Recreational trail a better bet for Adirondacks than tourist train
In terms of the experience and purpose, it’s about as far as you can get from CitiBike, the new and enormously popular bike-sharing program in New York City. But a multiuse bike trail through the heart of the Adirondacks, from Old Forge to Lake Placid, could be transformative in its own way, bringing large numbers of tourists each year — not only for biking, but hiking, cross-country skiing and snowmobiling — to a region that badly needs the economic boost. This plan is now a real possibility, thanks to a recent change of heart by state officials.
The path has been proposed by a broad-based coalition called Adirondack Recreational Trail Advocates (ARTA), and has widespread support from residents and local officials. But it conflicts with a plan of the nonprofit Adirondack Scenic Railroad, which runs a train from Utica to Old Forge and wants to extend it along the existing but unused tracks another 90 miles to Lake Placid.

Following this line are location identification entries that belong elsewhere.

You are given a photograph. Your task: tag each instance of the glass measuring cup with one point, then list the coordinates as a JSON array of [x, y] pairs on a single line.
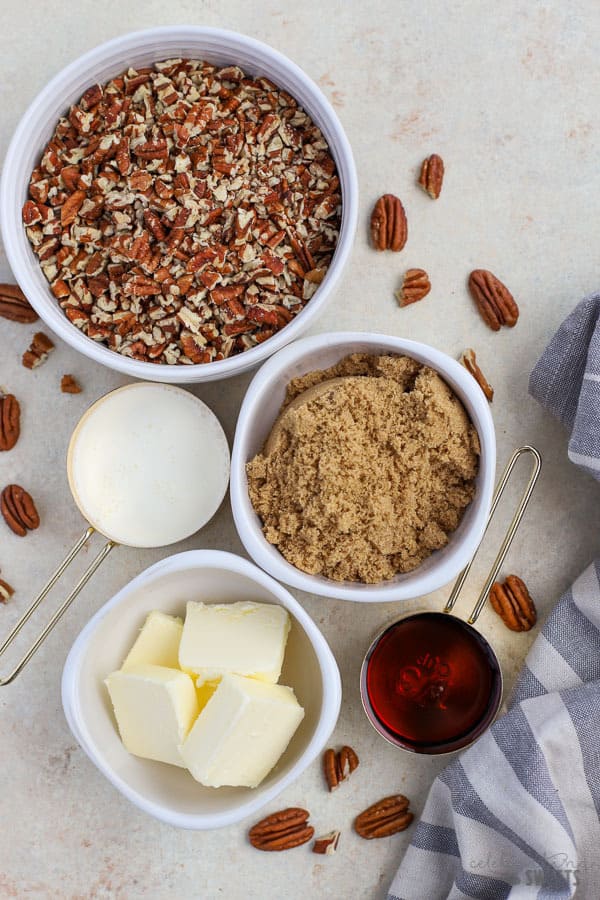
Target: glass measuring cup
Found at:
[[147, 465], [431, 683]]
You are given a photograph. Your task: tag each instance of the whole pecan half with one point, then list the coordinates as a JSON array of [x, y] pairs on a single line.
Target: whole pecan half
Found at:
[[69, 385], [415, 286], [513, 604], [39, 349], [432, 175], [282, 830], [6, 591], [383, 818], [18, 510], [469, 360], [389, 228], [327, 844], [337, 767], [494, 301], [10, 421], [15, 306]]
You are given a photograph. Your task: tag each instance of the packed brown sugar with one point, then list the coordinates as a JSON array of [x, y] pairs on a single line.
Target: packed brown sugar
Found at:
[[367, 471]]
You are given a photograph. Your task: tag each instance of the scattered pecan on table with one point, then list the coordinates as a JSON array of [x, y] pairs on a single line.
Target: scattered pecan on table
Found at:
[[19, 510], [184, 213], [6, 591], [415, 286], [389, 228], [282, 830], [431, 176], [512, 601], [327, 844], [494, 301], [10, 421], [70, 385], [337, 767], [386, 817], [40, 347], [468, 359]]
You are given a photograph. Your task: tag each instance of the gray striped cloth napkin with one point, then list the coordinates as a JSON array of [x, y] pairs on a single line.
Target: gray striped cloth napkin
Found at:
[[518, 814]]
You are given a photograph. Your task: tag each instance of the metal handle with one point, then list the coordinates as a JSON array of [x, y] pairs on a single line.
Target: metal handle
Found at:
[[508, 537], [62, 609]]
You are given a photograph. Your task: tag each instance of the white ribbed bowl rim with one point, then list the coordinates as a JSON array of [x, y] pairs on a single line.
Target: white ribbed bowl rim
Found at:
[[266, 392], [75, 711], [105, 61]]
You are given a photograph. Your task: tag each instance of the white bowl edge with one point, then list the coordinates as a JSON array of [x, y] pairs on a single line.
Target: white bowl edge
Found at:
[[331, 702], [271, 381], [38, 122]]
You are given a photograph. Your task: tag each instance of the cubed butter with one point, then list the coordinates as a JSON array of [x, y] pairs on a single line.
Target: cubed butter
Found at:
[[204, 691], [242, 638], [155, 708], [157, 644], [241, 732]]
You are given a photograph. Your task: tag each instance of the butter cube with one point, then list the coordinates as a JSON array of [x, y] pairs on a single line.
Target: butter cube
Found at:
[[157, 644], [155, 708], [242, 638], [241, 732]]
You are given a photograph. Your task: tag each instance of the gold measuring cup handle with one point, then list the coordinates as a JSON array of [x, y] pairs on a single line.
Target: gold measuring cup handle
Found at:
[[508, 537], [62, 609]]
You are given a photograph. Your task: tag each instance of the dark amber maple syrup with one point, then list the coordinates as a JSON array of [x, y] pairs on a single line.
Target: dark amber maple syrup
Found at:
[[431, 683]]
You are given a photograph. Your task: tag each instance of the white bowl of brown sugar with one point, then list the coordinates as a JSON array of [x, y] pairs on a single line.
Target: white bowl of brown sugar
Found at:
[[375, 480], [179, 203]]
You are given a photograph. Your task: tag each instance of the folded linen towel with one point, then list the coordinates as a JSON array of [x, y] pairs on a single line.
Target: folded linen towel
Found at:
[[518, 814]]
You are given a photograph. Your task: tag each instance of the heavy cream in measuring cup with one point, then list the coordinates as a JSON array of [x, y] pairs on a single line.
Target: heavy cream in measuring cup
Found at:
[[148, 465]]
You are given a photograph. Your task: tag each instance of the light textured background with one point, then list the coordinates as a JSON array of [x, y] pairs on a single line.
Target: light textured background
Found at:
[[507, 94]]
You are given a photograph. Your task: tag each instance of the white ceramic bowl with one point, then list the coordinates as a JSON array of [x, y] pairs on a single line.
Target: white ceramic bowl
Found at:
[[259, 410], [143, 48], [167, 792]]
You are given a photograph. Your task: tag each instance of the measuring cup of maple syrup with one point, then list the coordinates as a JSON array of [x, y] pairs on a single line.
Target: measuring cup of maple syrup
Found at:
[[430, 682]]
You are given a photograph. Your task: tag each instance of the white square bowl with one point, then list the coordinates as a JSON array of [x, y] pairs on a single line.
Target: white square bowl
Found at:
[[167, 792]]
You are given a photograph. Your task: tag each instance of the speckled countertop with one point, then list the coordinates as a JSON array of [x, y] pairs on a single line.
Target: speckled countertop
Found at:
[[507, 94]]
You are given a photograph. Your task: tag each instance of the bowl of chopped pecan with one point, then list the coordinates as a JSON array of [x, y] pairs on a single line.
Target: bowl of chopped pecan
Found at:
[[179, 203]]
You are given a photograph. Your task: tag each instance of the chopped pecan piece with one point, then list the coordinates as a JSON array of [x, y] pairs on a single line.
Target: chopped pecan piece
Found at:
[[18, 510], [389, 228], [469, 360], [415, 286], [10, 421], [327, 844], [337, 767], [15, 306], [39, 349], [282, 830], [431, 176], [69, 385], [494, 301], [387, 816], [6, 591], [513, 604]]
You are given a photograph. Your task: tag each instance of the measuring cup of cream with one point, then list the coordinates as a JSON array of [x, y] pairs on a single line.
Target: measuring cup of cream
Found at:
[[148, 465]]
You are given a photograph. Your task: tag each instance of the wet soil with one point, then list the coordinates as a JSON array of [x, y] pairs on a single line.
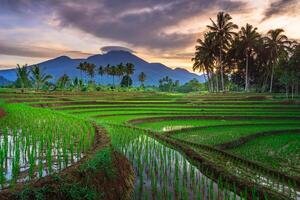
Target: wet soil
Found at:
[[120, 186]]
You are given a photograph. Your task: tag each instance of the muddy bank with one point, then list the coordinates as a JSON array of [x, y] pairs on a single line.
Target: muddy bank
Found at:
[[245, 139], [2, 113], [118, 186], [191, 117]]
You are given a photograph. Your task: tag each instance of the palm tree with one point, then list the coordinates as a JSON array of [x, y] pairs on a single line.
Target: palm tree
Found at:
[[204, 58], [120, 70], [222, 32], [249, 38], [22, 74], [90, 70], [81, 67], [142, 78], [101, 71], [63, 80], [129, 70], [38, 77], [112, 71], [277, 44]]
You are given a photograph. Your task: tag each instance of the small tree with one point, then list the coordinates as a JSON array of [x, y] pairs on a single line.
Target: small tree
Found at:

The state Transportation and Environmental Conservation departments made a tourist train part of their unit management plan for the corridor in 1996. However, that plan also called for the alternative of a multiuse recreation trail if the rail experiment failed. And it has failed — if failure can be defined as no tourist train, despite repeated assurances by the Adirondack Scenic Railroad that one was coming, in those 17 years. Meanwhile the state, which owns the tracks and leases them to the railroad, has invested around $30 million in the line since 1992 with ongoing maintenance costs of $300,000 a year.
The Adirondack Scenic Railroad appeared to help its cause last fall when it signed a memorandum of understanding with the Chicago-based Iowa Pacific Holdings Railroad to run a high-end Pullman Car sleeper service between New York City and Lake Placid. (This is the same company that operates the new, and so far successful, tourist train between Saratoga Springs and North Creek.) But the plan is light on details, and also light on investment from the railroad when it comes to track improvements. The state would apparently be responsible for all or most of the cost of rehabilitating the track, estimated at $43 million by DOT in 2009.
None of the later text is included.